Grading rubrics - Docs by LangChain

RubricMiddleware requires deepagents>=0.6.5. It is in beta; the API may change in the future.

Some agent tasks have a clear definition of “done” that the working model alone cannot reliably hit on the first try: a haiku in the right syllable pattern, a refactor with all tests passing, a report that hits every required section.
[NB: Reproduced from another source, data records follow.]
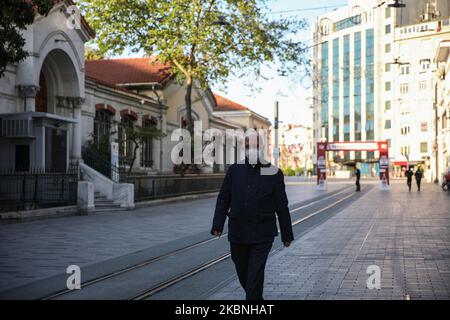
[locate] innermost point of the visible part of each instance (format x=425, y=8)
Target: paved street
x=40, y=249
x=406, y=234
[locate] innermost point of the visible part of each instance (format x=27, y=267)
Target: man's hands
x=217, y=233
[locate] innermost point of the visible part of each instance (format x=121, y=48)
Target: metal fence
x=156, y=187
x=37, y=189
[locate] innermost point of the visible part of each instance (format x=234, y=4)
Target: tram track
x=170, y=281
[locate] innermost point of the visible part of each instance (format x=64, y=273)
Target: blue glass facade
x=357, y=89
x=357, y=85
x=336, y=87
x=324, y=88
x=370, y=88
x=347, y=23
x=346, y=88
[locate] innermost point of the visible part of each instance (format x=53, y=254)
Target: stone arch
x=62, y=80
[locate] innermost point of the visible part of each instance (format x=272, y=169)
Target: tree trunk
x=136, y=147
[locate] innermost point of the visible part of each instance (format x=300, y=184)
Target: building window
x=388, y=13
x=422, y=85
x=424, y=126
x=147, y=145
x=387, y=86
x=387, y=48
x=404, y=150
x=387, y=105
x=387, y=29
x=423, y=147
x=125, y=143
x=387, y=124
x=404, y=88
x=387, y=67
x=405, y=130
x=102, y=125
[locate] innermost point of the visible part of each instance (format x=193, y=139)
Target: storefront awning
x=36, y=115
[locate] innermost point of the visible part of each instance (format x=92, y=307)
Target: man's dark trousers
x=250, y=261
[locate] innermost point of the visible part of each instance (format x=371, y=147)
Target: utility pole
x=276, y=149
x=436, y=132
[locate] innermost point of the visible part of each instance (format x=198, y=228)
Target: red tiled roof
x=129, y=70
x=225, y=104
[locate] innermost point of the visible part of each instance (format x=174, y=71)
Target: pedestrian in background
x=418, y=176
x=358, y=177
x=409, y=174
x=249, y=197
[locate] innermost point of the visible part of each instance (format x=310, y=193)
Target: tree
x=15, y=16
x=93, y=54
x=138, y=135
x=203, y=41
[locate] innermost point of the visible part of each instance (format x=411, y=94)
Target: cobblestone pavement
x=406, y=234
x=34, y=250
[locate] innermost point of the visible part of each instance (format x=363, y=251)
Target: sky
x=294, y=105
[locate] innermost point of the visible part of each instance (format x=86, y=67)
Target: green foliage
x=93, y=54
x=288, y=171
x=204, y=41
x=138, y=135
x=100, y=146
x=15, y=16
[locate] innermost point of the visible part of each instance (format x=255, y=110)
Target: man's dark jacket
x=250, y=200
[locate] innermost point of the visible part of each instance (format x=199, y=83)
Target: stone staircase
x=102, y=204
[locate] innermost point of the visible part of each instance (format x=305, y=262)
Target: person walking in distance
x=358, y=177
x=418, y=176
x=251, y=194
x=409, y=174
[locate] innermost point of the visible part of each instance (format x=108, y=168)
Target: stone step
x=107, y=209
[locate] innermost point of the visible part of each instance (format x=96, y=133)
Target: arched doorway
x=59, y=86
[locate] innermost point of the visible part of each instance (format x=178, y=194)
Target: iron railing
x=156, y=187
x=37, y=188
x=100, y=164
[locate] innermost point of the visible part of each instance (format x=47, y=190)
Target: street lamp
x=396, y=4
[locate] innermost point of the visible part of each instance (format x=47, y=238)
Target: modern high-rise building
x=370, y=76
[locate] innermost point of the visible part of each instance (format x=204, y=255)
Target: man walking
x=358, y=177
x=418, y=176
x=250, y=195
x=409, y=174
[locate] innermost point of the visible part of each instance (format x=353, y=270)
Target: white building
x=409, y=116
x=296, y=146
x=373, y=78
x=41, y=97
x=54, y=103
x=347, y=92
x=443, y=106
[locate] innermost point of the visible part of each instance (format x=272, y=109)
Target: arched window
x=41, y=96
x=125, y=143
x=147, y=145
x=102, y=124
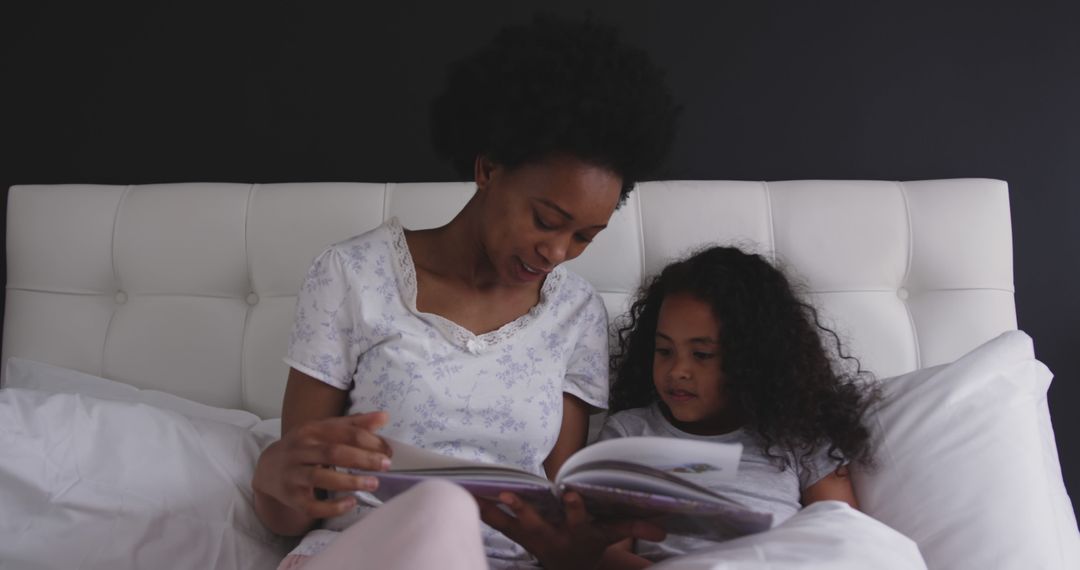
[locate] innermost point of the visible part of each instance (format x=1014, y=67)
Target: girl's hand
x=291, y=470
x=578, y=542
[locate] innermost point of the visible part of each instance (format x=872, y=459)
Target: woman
x=471, y=339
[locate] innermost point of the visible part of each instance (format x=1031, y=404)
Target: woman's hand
x=577, y=542
x=289, y=470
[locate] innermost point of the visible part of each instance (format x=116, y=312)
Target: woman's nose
x=553, y=250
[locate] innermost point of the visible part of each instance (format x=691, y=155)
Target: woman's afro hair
x=555, y=87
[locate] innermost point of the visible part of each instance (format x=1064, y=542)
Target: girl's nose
x=679, y=369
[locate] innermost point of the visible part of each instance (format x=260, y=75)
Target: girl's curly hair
x=556, y=87
x=775, y=365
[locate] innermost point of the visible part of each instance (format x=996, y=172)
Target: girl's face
x=539, y=215
x=686, y=367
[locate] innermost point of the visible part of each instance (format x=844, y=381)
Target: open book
x=661, y=479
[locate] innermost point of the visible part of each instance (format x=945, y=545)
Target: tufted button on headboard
x=191, y=287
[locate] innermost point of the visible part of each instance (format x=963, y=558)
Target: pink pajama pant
x=433, y=525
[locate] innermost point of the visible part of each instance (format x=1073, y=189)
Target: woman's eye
x=539, y=221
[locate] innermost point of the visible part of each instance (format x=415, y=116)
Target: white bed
x=186, y=292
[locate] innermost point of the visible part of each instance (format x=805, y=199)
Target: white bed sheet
x=96, y=484
x=93, y=484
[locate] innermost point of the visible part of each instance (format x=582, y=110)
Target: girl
x=719, y=348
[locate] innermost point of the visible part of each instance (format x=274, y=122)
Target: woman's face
x=541, y=214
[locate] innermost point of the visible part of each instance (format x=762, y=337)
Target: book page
x=690, y=460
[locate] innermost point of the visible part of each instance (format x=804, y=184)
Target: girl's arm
x=836, y=486
x=314, y=434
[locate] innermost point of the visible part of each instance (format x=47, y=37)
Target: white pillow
x=98, y=484
x=22, y=372
x=968, y=466
x=825, y=534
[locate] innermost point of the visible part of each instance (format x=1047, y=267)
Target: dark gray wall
x=273, y=91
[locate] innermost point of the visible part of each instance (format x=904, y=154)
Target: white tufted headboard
x=190, y=287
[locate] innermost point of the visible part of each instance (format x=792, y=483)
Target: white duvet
x=94, y=484
x=97, y=484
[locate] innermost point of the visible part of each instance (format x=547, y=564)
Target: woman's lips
x=526, y=272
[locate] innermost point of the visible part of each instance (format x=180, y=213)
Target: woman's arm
x=571, y=435
x=836, y=486
x=620, y=556
x=313, y=435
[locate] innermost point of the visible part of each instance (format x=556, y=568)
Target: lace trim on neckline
x=454, y=331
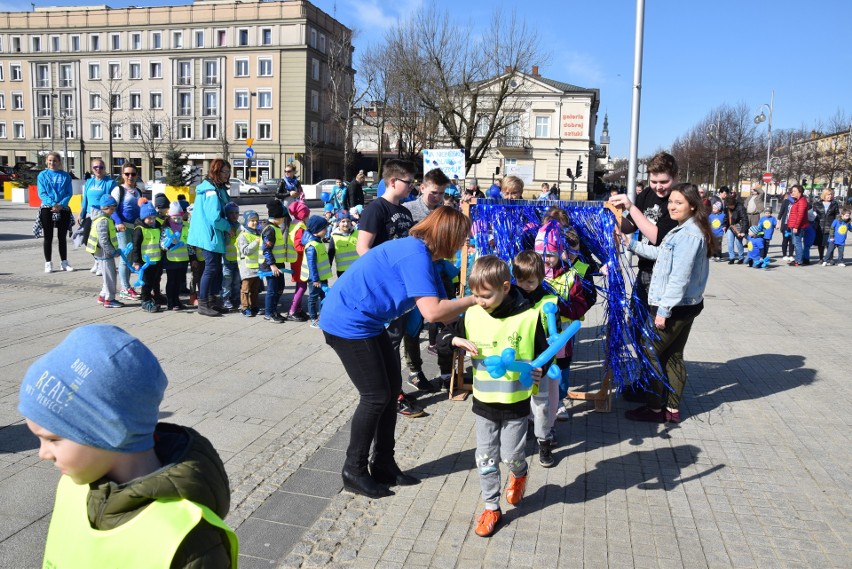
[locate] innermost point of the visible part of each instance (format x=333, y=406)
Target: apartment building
x=123, y=84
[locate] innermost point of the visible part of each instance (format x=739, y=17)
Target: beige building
x=207, y=76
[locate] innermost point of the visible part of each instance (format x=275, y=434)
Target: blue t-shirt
x=379, y=287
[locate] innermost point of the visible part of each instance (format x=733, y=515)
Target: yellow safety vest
x=180, y=253
x=150, y=243
x=292, y=254
x=92, y=245
x=344, y=250
x=323, y=266
x=492, y=336
x=148, y=541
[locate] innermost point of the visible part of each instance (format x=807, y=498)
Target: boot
x=205, y=308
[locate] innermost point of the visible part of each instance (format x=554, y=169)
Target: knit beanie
x=99, y=387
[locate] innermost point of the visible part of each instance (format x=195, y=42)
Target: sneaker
x=515, y=488
x=405, y=408
x=487, y=523
x=419, y=382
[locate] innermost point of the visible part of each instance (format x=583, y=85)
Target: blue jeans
x=231, y=282
x=734, y=241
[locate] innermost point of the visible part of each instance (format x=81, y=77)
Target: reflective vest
x=180, y=253
x=149, y=540
x=92, y=245
x=323, y=266
x=150, y=243
x=344, y=250
x=292, y=254
x=492, y=336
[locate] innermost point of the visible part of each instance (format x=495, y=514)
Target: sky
x=698, y=54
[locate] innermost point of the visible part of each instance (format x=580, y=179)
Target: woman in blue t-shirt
x=379, y=287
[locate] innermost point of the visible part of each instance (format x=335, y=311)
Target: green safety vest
x=92, y=245
x=323, y=266
x=148, y=541
x=150, y=243
x=293, y=255
x=180, y=253
x=344, y=250
x=492, y=336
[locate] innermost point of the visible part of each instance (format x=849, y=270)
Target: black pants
x=61, y=226
x=374, y=368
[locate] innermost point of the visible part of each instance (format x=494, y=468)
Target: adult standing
x=385, y=283
x=208, y=232
x=676, y=297
x=826, y=210
x=55, y=191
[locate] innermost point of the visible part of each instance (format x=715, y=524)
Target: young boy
x=103, y=245
x=316, y=270
x=502, y=318
x=133, y=492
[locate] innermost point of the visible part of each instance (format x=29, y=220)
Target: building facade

RubricMiddleware lets you declare what done looks like as a rubric and have the agent self-evaluate and iterate until the rubric is satisfied (or a configured maximum iteration cap is hit). LLM-as-a-judge is a pattern where one language model evaluates another model’s output against defined criteria. In LangSmith evaluations, LLM-as-a-judge evaluators score application outputs offline in batch. RubricMiddleware applies the same pattern at runtime: after the deep agent produces output, a dedicated grader model reviews the transcript against your rubric and drives revision until every criterion passes (or a configured iteration cap is hit). When the deep agent finishes reasoning, the LLM-as-a-judge grader sub-agent reviews the output and returns a verdict. If it returns needs_revision, per-criterion feedback is injected back into the conversation and the agent runs again. The loop terminates on satisfied, max_iterations_reached, failed, or grader_error.

Configure the middleware

Add RubricMiddleware to the middleware list when you call create_deep_agent:

from deepagents import RubricMiddleware, create_deep_agent
from langgraph.checkpoint.memory import InMemorySaver

agent = create_deep_agent(
    model="google_genai:gemini-3.5-flash",
    middleware=[
        RubricMiddleware(
            model="anthropic:claude-haiku-4-5",
            max_iterations=3,
        ),
    ],
    checkpointer=InMemorySaver(),
)

Argument	Required	Default	Description
`model`	Yes	`None`	Chat model used by the LLM-as-a-judge grader sub-agent. Accepts a `"provider:model-id"` string or a `BaseChatModel` instance. Often a smaller or cheaper model than the deep agent’s working model.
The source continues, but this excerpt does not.